Grace est une jeune fille courageuse, honnête et attachante qui doit s'occuper seule de sa soeur Lily, simple d'esprit. Toutes deux ont subi un traumatisme et ont dû fuir le pensionnat qui les hébergeait. La vie est très difficile et pour survivre, Grace doit effectuer plusieurs petits boulots, comme acheter du cresson et façonner des petits bouquets pour les vendre. On découvre alors le microcosme des échoppes, des marchés, et tous les négoces qui s'y attachent. Dans ce monde, les loques ont un prix, tout est monnayable, même l'âme. L'histoire raconte aussi la restructuration des quartiers pour les assainir et les pauvres gens qui se retrouvent à la rue, obligés d'abandonner leurs maigres possessions. C'est ce qui se passe pour Grace…

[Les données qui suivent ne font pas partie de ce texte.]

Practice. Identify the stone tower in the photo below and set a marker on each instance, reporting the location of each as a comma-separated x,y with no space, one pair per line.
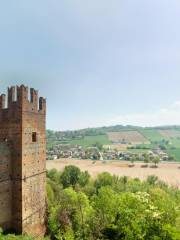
23,161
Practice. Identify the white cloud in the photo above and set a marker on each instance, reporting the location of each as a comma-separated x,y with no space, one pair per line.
165,116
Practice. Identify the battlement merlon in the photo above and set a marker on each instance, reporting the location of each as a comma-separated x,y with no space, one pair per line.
19,96
2,101
42,105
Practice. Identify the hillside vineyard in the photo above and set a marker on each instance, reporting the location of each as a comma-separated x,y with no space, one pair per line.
22,161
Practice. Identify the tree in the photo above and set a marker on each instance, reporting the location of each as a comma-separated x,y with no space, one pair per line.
156,161
132,161
146,160
103,179
70,176
84,179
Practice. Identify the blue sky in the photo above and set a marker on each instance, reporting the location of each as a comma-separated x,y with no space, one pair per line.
97,62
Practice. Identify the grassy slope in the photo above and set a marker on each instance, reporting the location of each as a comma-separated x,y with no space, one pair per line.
151,134
88,141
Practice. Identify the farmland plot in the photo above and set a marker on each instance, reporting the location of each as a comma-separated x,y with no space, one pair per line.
169,133
131,137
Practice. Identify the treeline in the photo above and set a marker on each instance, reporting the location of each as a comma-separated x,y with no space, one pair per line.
110,207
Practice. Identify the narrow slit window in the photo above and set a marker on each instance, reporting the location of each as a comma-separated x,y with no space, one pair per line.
34,137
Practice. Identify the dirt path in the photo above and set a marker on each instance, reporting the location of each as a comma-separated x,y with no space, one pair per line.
168,172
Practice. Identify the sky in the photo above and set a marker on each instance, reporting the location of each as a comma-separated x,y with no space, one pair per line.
97,62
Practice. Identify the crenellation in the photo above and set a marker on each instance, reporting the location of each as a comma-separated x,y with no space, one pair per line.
11,95
42,104
2,102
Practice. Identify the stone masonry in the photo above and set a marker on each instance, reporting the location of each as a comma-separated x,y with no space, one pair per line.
23,161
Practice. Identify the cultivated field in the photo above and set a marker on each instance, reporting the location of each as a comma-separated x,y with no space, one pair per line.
167,172
133,137
169,133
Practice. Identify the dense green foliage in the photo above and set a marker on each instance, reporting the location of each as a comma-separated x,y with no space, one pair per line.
110,207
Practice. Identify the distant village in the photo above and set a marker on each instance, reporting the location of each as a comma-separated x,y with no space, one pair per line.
105,153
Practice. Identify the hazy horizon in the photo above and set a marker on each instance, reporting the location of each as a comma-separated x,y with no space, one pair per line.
97,63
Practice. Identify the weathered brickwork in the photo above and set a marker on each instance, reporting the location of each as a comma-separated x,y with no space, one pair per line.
23,161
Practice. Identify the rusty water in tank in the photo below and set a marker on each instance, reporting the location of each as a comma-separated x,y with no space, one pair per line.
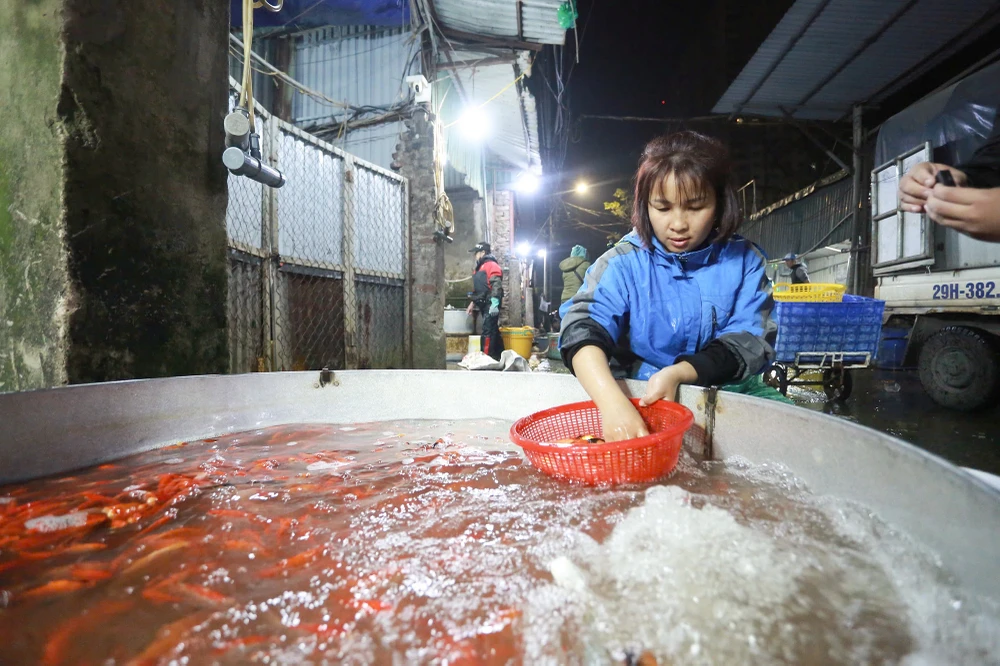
433,542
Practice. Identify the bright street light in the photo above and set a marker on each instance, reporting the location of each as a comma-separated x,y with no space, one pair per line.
526,183
474,123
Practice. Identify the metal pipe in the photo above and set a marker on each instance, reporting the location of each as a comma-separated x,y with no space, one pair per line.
859,134
242,164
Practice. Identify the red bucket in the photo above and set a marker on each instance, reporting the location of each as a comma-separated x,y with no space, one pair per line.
629,461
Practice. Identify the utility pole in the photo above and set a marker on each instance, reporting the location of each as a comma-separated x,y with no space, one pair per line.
856,279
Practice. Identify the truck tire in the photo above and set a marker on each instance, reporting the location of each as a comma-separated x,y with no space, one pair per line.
959,368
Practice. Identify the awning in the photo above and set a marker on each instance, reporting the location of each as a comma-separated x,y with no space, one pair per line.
825,56
302,14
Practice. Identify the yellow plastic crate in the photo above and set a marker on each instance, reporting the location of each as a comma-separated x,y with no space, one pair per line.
810,293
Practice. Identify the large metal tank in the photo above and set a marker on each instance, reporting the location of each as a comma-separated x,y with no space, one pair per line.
948,510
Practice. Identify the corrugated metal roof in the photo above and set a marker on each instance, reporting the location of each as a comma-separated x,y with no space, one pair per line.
498,18
824,56
359,65
817,219
375,144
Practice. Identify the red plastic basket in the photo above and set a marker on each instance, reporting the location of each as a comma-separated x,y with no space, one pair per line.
630,461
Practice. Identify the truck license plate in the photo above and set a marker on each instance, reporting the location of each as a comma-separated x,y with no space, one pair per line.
969,290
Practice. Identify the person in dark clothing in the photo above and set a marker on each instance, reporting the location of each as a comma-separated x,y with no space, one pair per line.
487,295
799,273
972,207
573,268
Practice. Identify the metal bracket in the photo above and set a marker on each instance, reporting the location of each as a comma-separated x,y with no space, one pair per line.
708,452
326,377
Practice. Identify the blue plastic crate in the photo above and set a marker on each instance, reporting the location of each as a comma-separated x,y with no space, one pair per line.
851,327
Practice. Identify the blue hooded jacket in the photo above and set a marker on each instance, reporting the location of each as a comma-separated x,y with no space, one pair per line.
664,305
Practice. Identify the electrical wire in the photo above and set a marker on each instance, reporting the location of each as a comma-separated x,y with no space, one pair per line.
246,87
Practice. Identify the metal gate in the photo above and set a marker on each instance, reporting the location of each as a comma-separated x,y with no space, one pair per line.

Lorsqu'on lui propose un rôle de pleureuse (par sa beauté, sa jeunesse, son innocence, Grace suscite de l'attendrissement), elle hésite beaucoup car cet univers lui semble grotesque et indécent. Comédiennes dans la peine, les pleureuses professionnelles devaient accompagner les familles et manifester leur tristesse, alors, que contradictoirement, la bonne société réprouvait tout étalage d'émotions. L'atmosphère vue de l'extérieur est complètement différente, feutrée et fantastique avec tout son décorum, et vue de l'intérieur, c'est une entreprise très lucrative qui exploite et escroque ; les bois vernis et précieux, les étoffes de satins, de velours, de crêpe, les sculptures en plâtre, les couronnes… les rites funéraires sont très anciens, mais en ce siècle, ils sont affaires de commerce.
En dehors du contexte historique de la toile de fond, l'auteur agrémente l'histoire d'une intrigue en mettant en scène un couple de mécréants qui arnaque les familles en deuil et qui menace Grace et Lily. le scénario a de quoi captiver le jeune lecteur, le faire frémir… car les méchants sont très méchants ! Il est question d'une spoliation d'héritage et d'un mystère très personnel que Grace voudrait élucider. Dès le début et dans des circonstances particulières que je ne dévoilerai pas, elle fait la connaissance d'un jeune homme de bonne famille, James Solent, futur avocat, qui va lui apporter une aide précieuse. Une touche romantique à l'histoire n'est pas pour déplaire…
En fin de roman, l'auteur laisse quelques précisions qui relatent l'épidémie de choléra qui eut lieu en 1840 et qui fut à l'origine de la conception de cet immense cimetière à l'extérieur de la ville. Elle parle également du culte de la mort qui fut instauré par la reine Victoria après le décès de son mari le prince Albert (en 1861, Victoria perdit sa mère et son mari). Elle cite
Charles Dickens et explique que ses histoires ont été une source d'inspiration.
Un roman jeunesse et un auteur que je vous conseille vivement.